L'anorexie a déjà fait couler beaucoup d'encre. Témoignages, fictions, analyses psychiatriques ou sociologiques, articles de presse ne manquent pas. Et pourtant des zones d'ombres planent encore autour de cette pathologie grave. Tous ces écrits, à leur manière, tentent d'appréhender cette maladie mentale qui touche 2% des Françaises. Pour Jessica Nelson, les médias évoquent trop peu les 92% de femmes qui s'en sortent. (Elles sont majoritairement atteintes: 6 à 10 femmes pour 1 homme.) Loin de vouloir porter atteinte à la mémoire des jeunes filles décédées des suites de la maladie (épuisement, carences, arrêts cardiaques ou suicides), l'écrivain a tenté d'apporter, par son vécu, d'autres pistes de compréhension, et surtout de l'espoir.
Entre essai, document et témoignage
L'auteur, âgée aujourd'hui de 27 ans, éprise de littérature, fiancée, a traversé quinze ans d'anorexie. De 33 à 55 kilos, le parcours a été douloureux, semé de doutes (et l'est encore parfois, comme elle le confie avec pudeur). Cependant, à 17 ans, dotée d'une lucidité incroyable, la jeune fille avait déjà conscience qu'elle s'en sortirait un jour, que l'anorexie n'était qu'un passage, une sorte de défi à relever. Car, pour Jessica Nelson, une anorexique ne veut pas mourir, bien au contraire!
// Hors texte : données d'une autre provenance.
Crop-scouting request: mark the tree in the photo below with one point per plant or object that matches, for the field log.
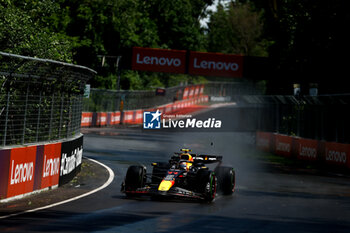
(24, 30)
(237, 29)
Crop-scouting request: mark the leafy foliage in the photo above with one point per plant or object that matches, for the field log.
(237, 29)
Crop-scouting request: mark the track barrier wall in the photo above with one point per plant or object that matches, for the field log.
(135, 117)
(33, 168)
(330, 153)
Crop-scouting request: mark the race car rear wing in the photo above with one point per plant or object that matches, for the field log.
(207, 158)
(200, 158)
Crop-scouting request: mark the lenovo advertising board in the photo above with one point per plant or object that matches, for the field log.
(4, 171)
(71, 158)
(283, 145)
(307, 149)
(51, 165)
(337, 153)
(159, 60)
(215, 64)
(21, 171)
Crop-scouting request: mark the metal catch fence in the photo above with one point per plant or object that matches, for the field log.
(316, 117)
(109, 100)
(40, 99)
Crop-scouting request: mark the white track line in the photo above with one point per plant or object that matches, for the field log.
(108, 182)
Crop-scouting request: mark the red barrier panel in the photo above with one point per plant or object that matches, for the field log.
(307, 149)
(115, 118)
(337, 153)
(215, 64)
(86, 119)
(138, 116)
(191, 92)
(196, 91)
(21, 172)
(283, 145)
(263, 141)
(101, 119)
(159, 60)
(201, 91)
(186, 92)
(168, 108)
(128, 117)
(51, 165)
(5, 156)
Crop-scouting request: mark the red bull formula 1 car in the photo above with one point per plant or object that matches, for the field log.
(185, 176)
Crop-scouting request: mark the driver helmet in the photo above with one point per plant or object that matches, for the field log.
(183, 166)
(186, 156)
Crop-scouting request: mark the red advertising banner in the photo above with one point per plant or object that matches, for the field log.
(337, 153)
(215, 64)
(4, 171)
(283, 145)
(186, 92)
(51, 165)
(159, 60)
(21, 171)
(263, 141)
(86, 119)
(307, 149)
(191, 93)
(115, 118)
(101, 119)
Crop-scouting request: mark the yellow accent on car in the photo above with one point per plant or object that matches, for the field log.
(186, 150)
(165, 185)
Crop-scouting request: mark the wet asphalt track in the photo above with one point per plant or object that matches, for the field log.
(266, 198)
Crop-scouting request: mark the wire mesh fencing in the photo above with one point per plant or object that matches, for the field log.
(110, 100)
(315, 117)
(40, 100)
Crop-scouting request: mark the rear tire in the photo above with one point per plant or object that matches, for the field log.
(159, 172)
(226, 179)
(207, 184)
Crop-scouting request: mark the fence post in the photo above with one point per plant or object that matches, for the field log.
(61, 116)
(25, 115)
(51, 115)
(6, 118)
(38, 121)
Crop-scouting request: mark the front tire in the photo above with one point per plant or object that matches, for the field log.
(135, 178)
(226, 179)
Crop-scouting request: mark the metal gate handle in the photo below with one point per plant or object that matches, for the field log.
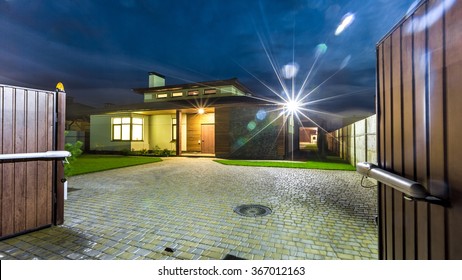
(42, 155)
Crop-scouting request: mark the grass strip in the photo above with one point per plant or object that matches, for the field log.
(94, 163)
(325, 165)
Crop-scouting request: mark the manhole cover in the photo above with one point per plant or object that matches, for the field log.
(252, 210)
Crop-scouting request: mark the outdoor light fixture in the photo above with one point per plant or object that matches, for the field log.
(292, 106)
(411, 189)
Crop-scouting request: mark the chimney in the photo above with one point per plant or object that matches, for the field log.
(156, 80)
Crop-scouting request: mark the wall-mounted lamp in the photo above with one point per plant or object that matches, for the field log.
(411, 189)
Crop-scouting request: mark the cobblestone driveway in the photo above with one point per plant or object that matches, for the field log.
(182, 208)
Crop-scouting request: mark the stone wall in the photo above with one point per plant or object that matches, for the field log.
(356, 142)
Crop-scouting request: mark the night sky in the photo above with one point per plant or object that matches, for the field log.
(100, 50)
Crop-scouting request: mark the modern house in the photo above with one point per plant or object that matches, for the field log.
(218, 118)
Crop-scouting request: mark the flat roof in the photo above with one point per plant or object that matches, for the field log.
(217, 83)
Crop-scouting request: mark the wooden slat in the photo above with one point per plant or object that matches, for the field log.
(454, 132)
(420, 72)
(388, 144)
(380, 155)
(436, 141)
(408, 135)
(8, 167)
(43, 169)
(32, 174)
(397, 149)
(20, 212)
(60, 126)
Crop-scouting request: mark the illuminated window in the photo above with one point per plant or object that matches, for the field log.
(173, 129)
(127, 129)
(210, 91)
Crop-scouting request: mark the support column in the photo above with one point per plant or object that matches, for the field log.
(178, 132)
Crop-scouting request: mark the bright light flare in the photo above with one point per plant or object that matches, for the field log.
(290, 70)
(347, 20)
(292, 107)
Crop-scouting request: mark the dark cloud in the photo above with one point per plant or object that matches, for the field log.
(102, 49)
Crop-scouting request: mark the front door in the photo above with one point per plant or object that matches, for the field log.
(208, 139)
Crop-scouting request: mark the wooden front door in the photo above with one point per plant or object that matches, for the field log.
(208, 139)
(31, 190)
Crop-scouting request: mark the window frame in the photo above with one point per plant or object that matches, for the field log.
(120, 125)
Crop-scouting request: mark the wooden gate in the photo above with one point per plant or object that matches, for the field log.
(208, 139)
(32, 194)
(419, 131)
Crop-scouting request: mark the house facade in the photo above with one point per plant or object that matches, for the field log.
(214, 118)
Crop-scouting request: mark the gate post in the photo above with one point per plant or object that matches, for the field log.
(60, 122)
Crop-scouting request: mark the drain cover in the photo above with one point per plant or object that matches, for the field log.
(252, 210)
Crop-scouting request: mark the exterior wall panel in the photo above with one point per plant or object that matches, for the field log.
(419, 118)
(29, 123)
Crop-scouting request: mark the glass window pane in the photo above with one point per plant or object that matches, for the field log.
(116, 132)
(137, 133)
(137, 121)
(174, 132)
(125, 132)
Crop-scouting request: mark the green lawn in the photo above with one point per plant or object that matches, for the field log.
(330, 163)
(94, 163)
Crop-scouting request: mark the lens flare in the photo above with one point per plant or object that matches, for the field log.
(261, 115)
(292, 106)
(321, 49)
(290, 70)
(251, 125)
(345, 62)
(347, 20)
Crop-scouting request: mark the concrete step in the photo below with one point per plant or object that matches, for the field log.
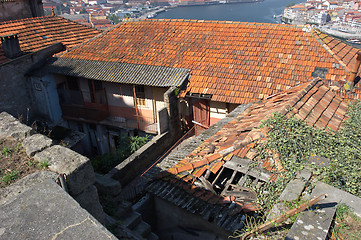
(132, 220)
(143, 229)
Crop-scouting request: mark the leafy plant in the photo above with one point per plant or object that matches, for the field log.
(10, 176)
(125, 147)
(347, 224)
(137, 142)
(18, 147)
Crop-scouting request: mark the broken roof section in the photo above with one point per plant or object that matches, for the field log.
(40, 32)
(231, 61)
(147, 75)
(210, 180)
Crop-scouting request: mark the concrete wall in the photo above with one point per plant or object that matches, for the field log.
(138, 162)
(46, 97)
(218, 110)
(18, 9)
(15, 87)
(78, 170)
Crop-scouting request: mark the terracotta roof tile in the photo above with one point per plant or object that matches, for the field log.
(257, 58)
(37, 33)
(320, 108)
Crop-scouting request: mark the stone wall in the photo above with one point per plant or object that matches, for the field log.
(139, 161)
(10, 10)
(79, 173)
(15, 87)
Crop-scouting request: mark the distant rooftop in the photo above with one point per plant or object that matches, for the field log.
(232, 62)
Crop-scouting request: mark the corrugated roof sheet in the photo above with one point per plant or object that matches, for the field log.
(156, 76)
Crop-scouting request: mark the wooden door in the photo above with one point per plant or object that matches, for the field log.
(201, 115)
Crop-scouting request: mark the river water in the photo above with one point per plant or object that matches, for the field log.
(244, 12)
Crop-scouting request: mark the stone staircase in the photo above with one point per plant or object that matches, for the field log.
(316, 222)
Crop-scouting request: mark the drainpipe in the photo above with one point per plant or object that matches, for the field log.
(351, 80)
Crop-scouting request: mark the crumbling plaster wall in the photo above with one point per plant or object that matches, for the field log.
(80, 176)
(15, 88)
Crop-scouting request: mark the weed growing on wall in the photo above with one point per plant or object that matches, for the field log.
(126, 146)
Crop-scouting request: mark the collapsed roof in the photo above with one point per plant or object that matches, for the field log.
(37, 33)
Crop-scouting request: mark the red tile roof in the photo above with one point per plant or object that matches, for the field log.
(37, 33)
(234, 62)
(312, 102)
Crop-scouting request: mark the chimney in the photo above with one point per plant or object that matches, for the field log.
(11, 46)
(352, 80)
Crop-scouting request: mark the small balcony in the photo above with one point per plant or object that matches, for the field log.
(75, 106)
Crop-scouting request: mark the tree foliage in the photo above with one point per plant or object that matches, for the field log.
(295, 141)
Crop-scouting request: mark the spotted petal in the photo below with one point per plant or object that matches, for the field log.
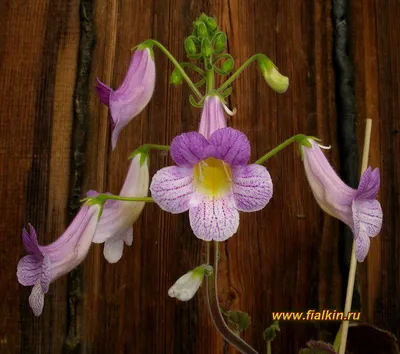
(252, 188)
(172, 189)
(231, 145)
(214, 219)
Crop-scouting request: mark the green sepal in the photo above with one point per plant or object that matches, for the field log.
(219, 42)
(270, 333)
(206, 48)
(227, 67)
(194, 103)
(190, 46)
(176, 78)
(226, 92)
(144, 154)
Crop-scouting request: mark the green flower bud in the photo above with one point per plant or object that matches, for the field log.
(220, 43)
(228, 66)
(272, 76)
(212, 24)
(206, 48)
(190, 46)
(176, 78)
(201, 29)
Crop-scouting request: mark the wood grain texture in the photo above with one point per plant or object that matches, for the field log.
(285, 257)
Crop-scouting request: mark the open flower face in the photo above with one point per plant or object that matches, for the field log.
(213, 181)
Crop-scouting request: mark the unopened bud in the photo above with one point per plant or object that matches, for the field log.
(272, 76)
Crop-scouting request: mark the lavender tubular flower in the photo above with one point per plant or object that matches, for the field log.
(115, 224)
(357, 208)
(133, 95)
(44, 264)
(213, 181)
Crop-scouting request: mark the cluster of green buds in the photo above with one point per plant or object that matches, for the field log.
(208, 44)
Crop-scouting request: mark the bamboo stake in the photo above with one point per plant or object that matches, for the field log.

Lassée des discours actuels sur l'anorexie, de la diffusion massive des corps décharnés, l'écrivain a décidé, en 2007, de témoigner, d'exposer ses opinions. Elle a voulu souligner cette force qui anime les malades. Cette même puissance d'autodestruction peut devenir celle de la reconstruction. Cela dit, la lutte est ardue, et Jessica Nelson ne prétend pas le contraire. La rédaction de ce livre a d'ailleurs été complexe, avoue-t-elle, dans les dernières pages. Le retour en arrière violent. L'abandon du projet tentant.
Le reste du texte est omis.